Леня удивленно вспомнил, что эту же фразу он уже слышал сегодня в комитете комсомола от Виктора Корякина. Сговорились они все, что ли?
— Значит, решили, — сказал Галузин, — до окончания школы ты в бассейн — ни ногой!
Кочетов молчал. Замолчал и Галузин.
— Ну, а после школы куда? — наконец спросил Иван Сергеевич.
— Сам еще точно не знаю, — смутился Леня. — Думаю, в институт физкультуры…
— Взвесь все хорошенько, Леня, — сказал Галузин. — Меня, откровенно скажу, радует твой выбор. Но те, кто думают, что в институте Лесгафта учиться легче, чем в других институтах, — жестоко ошибаются. В труде создается спортсмен. «Километры делают чемпиона!» — повторил Галузин любимую свою поговорку. И какой это напряженный, тяжелый, упорный труд! Спортсмен тренирует не только мускулы, но в первую очередь волю, упорство, воспитывает в себе непреклонное стремление к победе.

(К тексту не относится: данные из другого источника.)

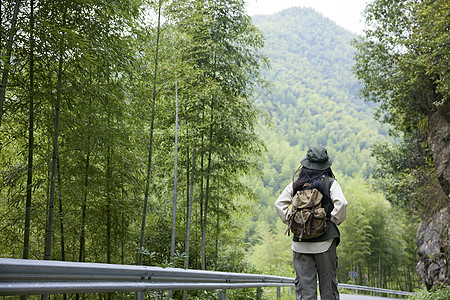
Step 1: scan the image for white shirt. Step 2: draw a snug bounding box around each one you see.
[275,180,348,254]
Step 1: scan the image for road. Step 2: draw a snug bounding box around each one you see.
[334,294,400,300]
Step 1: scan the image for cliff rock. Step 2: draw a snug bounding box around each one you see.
[416,206,450,289]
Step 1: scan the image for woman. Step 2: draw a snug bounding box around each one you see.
[275,146,347,300]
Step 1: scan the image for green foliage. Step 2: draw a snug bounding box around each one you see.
[408,286,450,300]
[354,0,450,218]
[246,8,417,290]
[0,0,266,278]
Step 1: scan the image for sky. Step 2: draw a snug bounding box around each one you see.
[246,0,370,34]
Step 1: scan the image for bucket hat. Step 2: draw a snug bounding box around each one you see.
[300,145,332,170]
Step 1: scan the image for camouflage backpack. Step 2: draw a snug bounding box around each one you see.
[284,180,330,240]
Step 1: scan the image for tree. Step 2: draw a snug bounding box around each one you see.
[355,0,450,202]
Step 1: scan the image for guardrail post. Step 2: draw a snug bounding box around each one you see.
[134,292,144,300]
[256,288,262,300]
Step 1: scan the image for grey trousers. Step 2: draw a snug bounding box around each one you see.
[293,241,339,300]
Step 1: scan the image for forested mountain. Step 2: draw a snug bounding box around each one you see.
[0,0,426,299]
[243,8,416,289]
[253,8,387,183]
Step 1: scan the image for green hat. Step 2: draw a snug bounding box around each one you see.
[300,145,332,170]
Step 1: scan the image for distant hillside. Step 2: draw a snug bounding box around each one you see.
[248,8,387,209]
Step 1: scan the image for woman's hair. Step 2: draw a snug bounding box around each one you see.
[292,167,334,195]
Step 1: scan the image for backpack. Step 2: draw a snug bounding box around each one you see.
[284,179,329,240]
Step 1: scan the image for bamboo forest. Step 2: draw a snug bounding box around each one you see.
[0,0,450,299]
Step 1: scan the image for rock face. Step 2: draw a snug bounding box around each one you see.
[428,100,450,199]
[416,206,450,289]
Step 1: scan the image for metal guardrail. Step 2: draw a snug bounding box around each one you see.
[0,258,294,296]
[0,258,414,298]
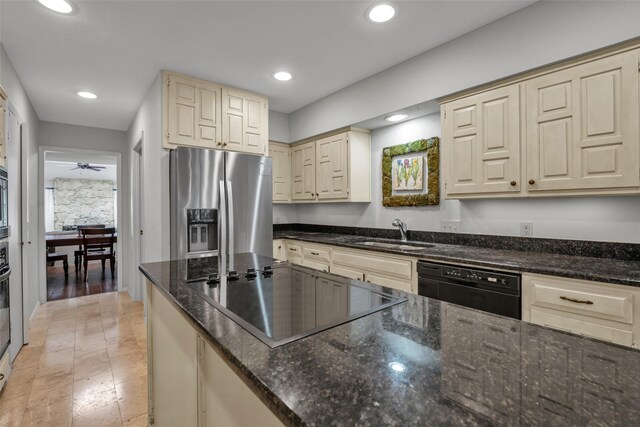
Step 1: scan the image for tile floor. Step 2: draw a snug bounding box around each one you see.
[0,292,147,427]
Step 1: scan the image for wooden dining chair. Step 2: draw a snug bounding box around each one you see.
[73,224,106,276]
[82,227,116,282]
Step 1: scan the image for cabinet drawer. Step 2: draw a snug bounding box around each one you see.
[286,244,302,264]
[0,349,9,390]
[333,250,413,282]
[530,278,634,324]
[302,258,329,273]
[531,310,633,347]
[364,273,411,292]
[302,245,331,263]
[331,265,364,280]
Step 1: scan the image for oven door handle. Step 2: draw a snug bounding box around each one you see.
[0,267,11,282]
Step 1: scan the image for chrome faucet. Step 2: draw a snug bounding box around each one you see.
[391,218,407,242]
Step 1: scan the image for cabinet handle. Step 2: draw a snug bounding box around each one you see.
[560,296,593,305]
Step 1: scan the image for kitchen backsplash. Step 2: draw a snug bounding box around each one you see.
[273,223,640,261]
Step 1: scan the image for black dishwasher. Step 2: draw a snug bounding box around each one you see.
[418,261,521,319]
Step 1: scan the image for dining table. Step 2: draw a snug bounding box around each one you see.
[45,231,118,249]
[45,231,118,273]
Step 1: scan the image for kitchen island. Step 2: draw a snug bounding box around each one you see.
[140,258,640,427]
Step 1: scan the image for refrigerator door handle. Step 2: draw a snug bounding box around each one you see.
[227,181,235,264]
[218,181,227,276]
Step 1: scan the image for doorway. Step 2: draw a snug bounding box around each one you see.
[5,103,29,360]
[43,149,121,301]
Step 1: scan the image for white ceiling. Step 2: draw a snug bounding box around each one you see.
[44,151,118,188]
[0,0,534,130]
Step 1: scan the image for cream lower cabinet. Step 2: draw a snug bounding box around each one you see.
[162,71,269,155]
[291,129,371,203]
[274,240,418,293]
[441,46,640,199]
[273,239,287,261]
[522,274,640,347]
[147,282,283,427]
[269,141,291,203]
[0,351,11,392]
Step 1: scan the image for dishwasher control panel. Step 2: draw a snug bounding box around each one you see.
[441,267,518,288]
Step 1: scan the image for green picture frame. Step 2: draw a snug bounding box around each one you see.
[382,137,440,207]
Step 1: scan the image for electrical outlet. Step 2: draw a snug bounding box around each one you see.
[440,219,460,233]
[520,221,533,237]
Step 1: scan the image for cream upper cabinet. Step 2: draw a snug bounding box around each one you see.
[269,141,291,203]
[222,87,269,155]
[165,73,222,148]
[163,71,269,155]
[526,51,640,192]
[0,93,7,168]
[441,46,640,199]
[444,85,520,195]
[291,141,316,200]
[291,128,371,202]
[316,132,349,199]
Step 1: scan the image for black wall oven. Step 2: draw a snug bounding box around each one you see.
[0,167,9,239]
[418,261,521,320]
[0,242,11,359]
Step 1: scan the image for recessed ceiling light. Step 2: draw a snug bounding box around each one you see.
[273,71,292,82]
[384,114,409,122]
[367,3,396,23]
[76,90,98,99]
[38,0,73,13]
[389,362,407,372]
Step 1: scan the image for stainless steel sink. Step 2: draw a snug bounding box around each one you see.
[357,242,433,251]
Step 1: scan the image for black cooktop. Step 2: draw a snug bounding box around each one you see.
[187,254,406,348]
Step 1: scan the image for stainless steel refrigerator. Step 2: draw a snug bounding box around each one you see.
[170,147,273,259]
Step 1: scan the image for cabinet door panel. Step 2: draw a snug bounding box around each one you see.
[222,87,269,154]
[167,74,221,148]
[444,85,520,195]
[269,143,291,202]
[526,51,640,192]
[364,272,411,292]
[291,141,316,200]
[316,133,349,199]
[331,265,364,280]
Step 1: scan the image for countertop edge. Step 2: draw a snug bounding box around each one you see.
[138,265,307,426]
[273,232,640,287]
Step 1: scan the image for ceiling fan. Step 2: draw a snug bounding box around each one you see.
[69,162,107,172]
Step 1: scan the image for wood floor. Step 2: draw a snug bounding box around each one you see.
[0,292,148,427]
[47,262,118,301]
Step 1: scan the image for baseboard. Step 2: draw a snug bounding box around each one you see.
[29,301,40,327]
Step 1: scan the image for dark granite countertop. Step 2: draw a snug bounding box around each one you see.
[273,231,640,286]
[140,258,640,426]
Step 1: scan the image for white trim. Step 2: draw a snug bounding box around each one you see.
[38,145,124,304]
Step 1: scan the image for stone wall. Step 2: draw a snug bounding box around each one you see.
[53,178,114,231]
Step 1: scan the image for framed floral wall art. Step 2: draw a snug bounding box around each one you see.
[382,137,440,207]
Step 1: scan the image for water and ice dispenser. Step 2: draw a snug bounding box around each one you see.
[187,209,218,253]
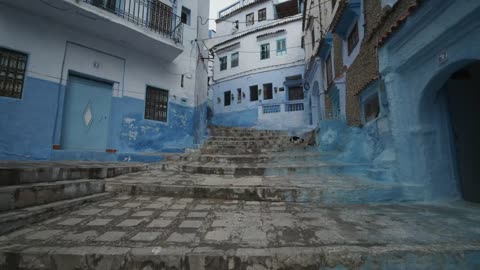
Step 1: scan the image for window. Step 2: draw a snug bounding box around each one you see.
[145,86,168,122]
[277,39,287,55]
[258,8,267,22]
[250,85,258,101]
[223,91,232,106]
[288,87,304,100]
[237,88,242,103]
[263,83,273,100]
[363,93,380,123]
[0,48,27,98]
[230,52,238,67]
[182,7,191,25]
[312,27,315,49]
[325,54,333,87]
[348,22,359,55]
[260,43,270,60]
[246,13,255,26]
[220,56,228,71]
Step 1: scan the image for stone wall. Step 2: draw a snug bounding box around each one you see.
[346,0,419,126]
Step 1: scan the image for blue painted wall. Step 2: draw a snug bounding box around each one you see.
[0,77,203,161]
[0,77,60,160]
[210,108,258,127]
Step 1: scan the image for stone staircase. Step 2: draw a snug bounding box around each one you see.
[0,127,480,270]
[0,161,147,234]
[106,127,422,204]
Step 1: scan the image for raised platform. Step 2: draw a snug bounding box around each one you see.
[0,196,480,270]
[106,169,423,204]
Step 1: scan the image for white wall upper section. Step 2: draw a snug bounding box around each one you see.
[0,0,209,106]
[214,15,304,82]
[216,1,275,36]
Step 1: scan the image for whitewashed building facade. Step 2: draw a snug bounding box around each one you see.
[209,0,310,129]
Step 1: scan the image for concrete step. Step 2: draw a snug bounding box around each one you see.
[165,152,338,163]
[161,162,368,176]
[106,173,423,202]
[0,193,112,235]
[0,179,105,211]
[0,161,148,186]
[0,196,480,270]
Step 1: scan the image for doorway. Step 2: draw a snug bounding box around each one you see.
[61,74,113,151]
[445,63,480,203]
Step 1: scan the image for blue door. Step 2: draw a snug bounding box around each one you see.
[62,75,113,151]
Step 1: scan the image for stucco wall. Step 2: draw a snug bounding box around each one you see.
[0,2,208,159]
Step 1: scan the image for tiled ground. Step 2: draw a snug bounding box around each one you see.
[0,196,480,248]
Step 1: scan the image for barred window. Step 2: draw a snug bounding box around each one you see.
[277,39,287,55]
[230,52,239,67]
[0,48,27,98]
[258,8,267,22]
[260,43,270,60]
[145,86,168,122]
[220,56,227,71]
[246,13,255,26]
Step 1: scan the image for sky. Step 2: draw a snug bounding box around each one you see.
[210,0,238,30]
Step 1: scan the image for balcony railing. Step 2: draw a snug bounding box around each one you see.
[81,0,183,43]
[218,0,257,19]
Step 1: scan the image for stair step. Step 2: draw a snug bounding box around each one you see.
[0,161,148,186]
[0,192,112,235]
[0,179,105,211]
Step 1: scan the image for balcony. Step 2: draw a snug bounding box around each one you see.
[8,0,184,61]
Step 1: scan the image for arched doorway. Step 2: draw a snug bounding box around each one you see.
[442,61,480,203]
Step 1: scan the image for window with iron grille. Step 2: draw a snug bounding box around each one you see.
[145,86,168,122]
[0,48,27,98]
[220,56,227,71]
[277,39,287,55]
[260,43,270,60]
[223,91,232,106]
[288,87,304,100]
[230,53,238,67]
[250,85,258,101]
[258,8,267,22]
[263,83,273,100]
[246,12,255,26]
[348,23,359,55]
[325,54,333,87]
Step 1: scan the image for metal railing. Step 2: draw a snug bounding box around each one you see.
[285,102,305,112]
[218,0,257,19]
[262,105,281,114]
[81,0,183,43]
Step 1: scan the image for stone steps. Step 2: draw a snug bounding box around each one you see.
[0,179,105,211]
[0,161,148,186]
[161,162,368,176]
[0,193,112,235]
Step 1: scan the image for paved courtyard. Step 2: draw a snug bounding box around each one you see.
[0,195,480,269]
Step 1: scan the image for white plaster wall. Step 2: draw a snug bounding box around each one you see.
[216,1,275,36]
[211,64,303,114]
[214,15,304,82]
[0,0,208,106]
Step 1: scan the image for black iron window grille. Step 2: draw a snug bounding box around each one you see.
[258,8,267,22]
[220,56,228,71]
[0,48,27,98]
[260,43,270,60]
[145,86,168,122]
[81,0,183,43]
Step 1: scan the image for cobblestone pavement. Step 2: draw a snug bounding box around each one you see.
[0,196,480,250]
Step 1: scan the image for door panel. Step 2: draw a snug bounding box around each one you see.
[62,75,112,151]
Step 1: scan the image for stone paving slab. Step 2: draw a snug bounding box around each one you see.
[0,196,480,270]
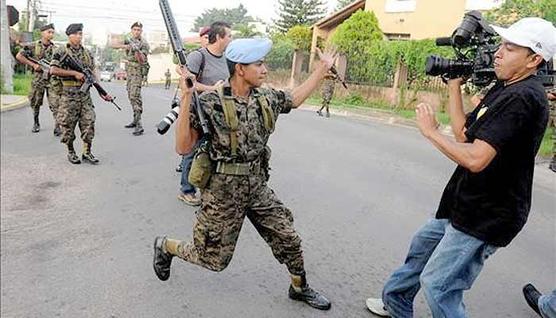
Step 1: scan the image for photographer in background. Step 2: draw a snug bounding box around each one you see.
[367,18,556,317]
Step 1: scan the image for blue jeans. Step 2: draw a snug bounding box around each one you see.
[180,144,199,194]
[382,219,496,318]
[539,289,556,318]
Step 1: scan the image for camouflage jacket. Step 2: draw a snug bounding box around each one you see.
[22,40,56,80]
[124,38,150,66]
[190,86,293,162]
[50,43,95,85]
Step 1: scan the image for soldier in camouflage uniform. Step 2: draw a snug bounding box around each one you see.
[121,22,149,136]
[153,39,335,310]
[51,23,99,164]
[317,72,338,118]
[16,24,61,136]
[547,89,556,172]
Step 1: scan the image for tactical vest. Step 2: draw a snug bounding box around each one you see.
[216,86,275,157]
[62,45,91,87]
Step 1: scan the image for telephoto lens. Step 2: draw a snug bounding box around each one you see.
[156,103,180,135]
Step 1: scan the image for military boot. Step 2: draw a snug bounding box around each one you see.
[153,236,176,281]
[132,118,145,136]
[288,274,331,310]
[31,112,41,133]
[124,112,137,128]
[81,143,99,165]
[68,143,81,165]
[54,125,62,137]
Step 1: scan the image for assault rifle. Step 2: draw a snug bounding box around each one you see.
[65,54,122,110]
[158,0,209,135]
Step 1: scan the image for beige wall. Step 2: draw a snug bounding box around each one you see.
[365,0,465,40]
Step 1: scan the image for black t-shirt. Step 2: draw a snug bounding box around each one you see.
[436,76,548,246]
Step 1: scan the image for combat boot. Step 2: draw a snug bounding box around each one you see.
[31,112,41,133]
[153,236,174,281]
[68,143,81,165]
[81,143,99,165]
[523,283,542,315]
[54,125,62,137]
[124,112,137,128]
[132,119,145,136]
[288,274,332,310]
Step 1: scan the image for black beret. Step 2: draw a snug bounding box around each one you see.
[66,23,83,35]
[40,23,54,32]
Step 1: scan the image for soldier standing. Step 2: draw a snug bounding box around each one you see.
[164,69,172,89]
[50,23,111,164]
[124,22,149,136]
[317,72,338,118]
[16,23,61,136]
[153,39,335,310]
[547,89,556,172]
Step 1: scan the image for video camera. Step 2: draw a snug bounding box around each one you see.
[425,11,498,87]
[425,11,556,87]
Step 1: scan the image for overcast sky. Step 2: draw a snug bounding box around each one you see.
[6,0,337,43]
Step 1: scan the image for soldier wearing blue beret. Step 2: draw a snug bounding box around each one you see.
[153,39,335,310]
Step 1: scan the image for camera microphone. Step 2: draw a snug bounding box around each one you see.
[435,36,452,46]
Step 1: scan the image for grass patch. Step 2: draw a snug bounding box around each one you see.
[13,73,33,96]
[306,93,450,125]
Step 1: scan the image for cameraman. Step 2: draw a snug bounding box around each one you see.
[367,18,556,317]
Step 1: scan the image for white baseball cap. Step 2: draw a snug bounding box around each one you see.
[492,18,556,61]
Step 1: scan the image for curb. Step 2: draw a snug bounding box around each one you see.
[0,97,29,113]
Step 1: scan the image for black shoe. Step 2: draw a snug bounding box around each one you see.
[68,152,81,165]
[288,285,331,310]
[523,284,541,315]
[31,123,41,133]
[81,152,99,165]
[132,126,145,136]
[153,236,174,281]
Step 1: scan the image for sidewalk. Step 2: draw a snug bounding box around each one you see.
[0,95,29,112]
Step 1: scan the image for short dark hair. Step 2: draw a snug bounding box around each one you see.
[226,59,237,78]
[209,21,232,44]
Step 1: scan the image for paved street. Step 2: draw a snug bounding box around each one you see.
[0,83,556,318]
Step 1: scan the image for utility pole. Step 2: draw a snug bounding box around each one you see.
[0,0,14,94]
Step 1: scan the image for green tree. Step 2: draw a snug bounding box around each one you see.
[331,10,383,55]
[485,0,556,26]
[274,0,326,33]
[191,4,253,32]
[265,33,295,70]
[335,0,355,11]
[286,25,313,52]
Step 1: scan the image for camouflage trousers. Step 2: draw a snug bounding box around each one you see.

Этот труд скрыт от зрителей, и многие из сидящих на трибунах часто и не догадываются о нем. Метнул кто-то копье дальше всех… «Ну и что? Значит, у него мышцы крепче, чем у других! Вот и все!» — так думают некоторые зрители.
Я тебе когда-нибудь расскажу подробно об одной копьеметательнице… — тут Галузин назвал фамилию известной советской спортсменки. — Девять лет она тренировалась, чтобы побить мировой рекорд немки Мейерберг. Девять лет, изо дня в день. Не денег, не личной славы добивалась спортсменка. Она страстно хотела, чтобы этот рекорд принадлежал нашей Родине.
Возле ее дома когда-то рос старый жилистый дуб. Его давным-давно спилили, остался могучий, в три обхвата, пень. Каждое утро подходила спортсменка к этому крепкому как камень пню и тупым топором рубила его. Пень дуба-великана она, конечно, так и не срубила, но мускулы рук у нее стали сильнее. Она читала книги по физиологии, изучала строение человеческого тела, изобретала сотни новых приемов — изменяла темп разбега, положение ног при броске, по-разному держала копье.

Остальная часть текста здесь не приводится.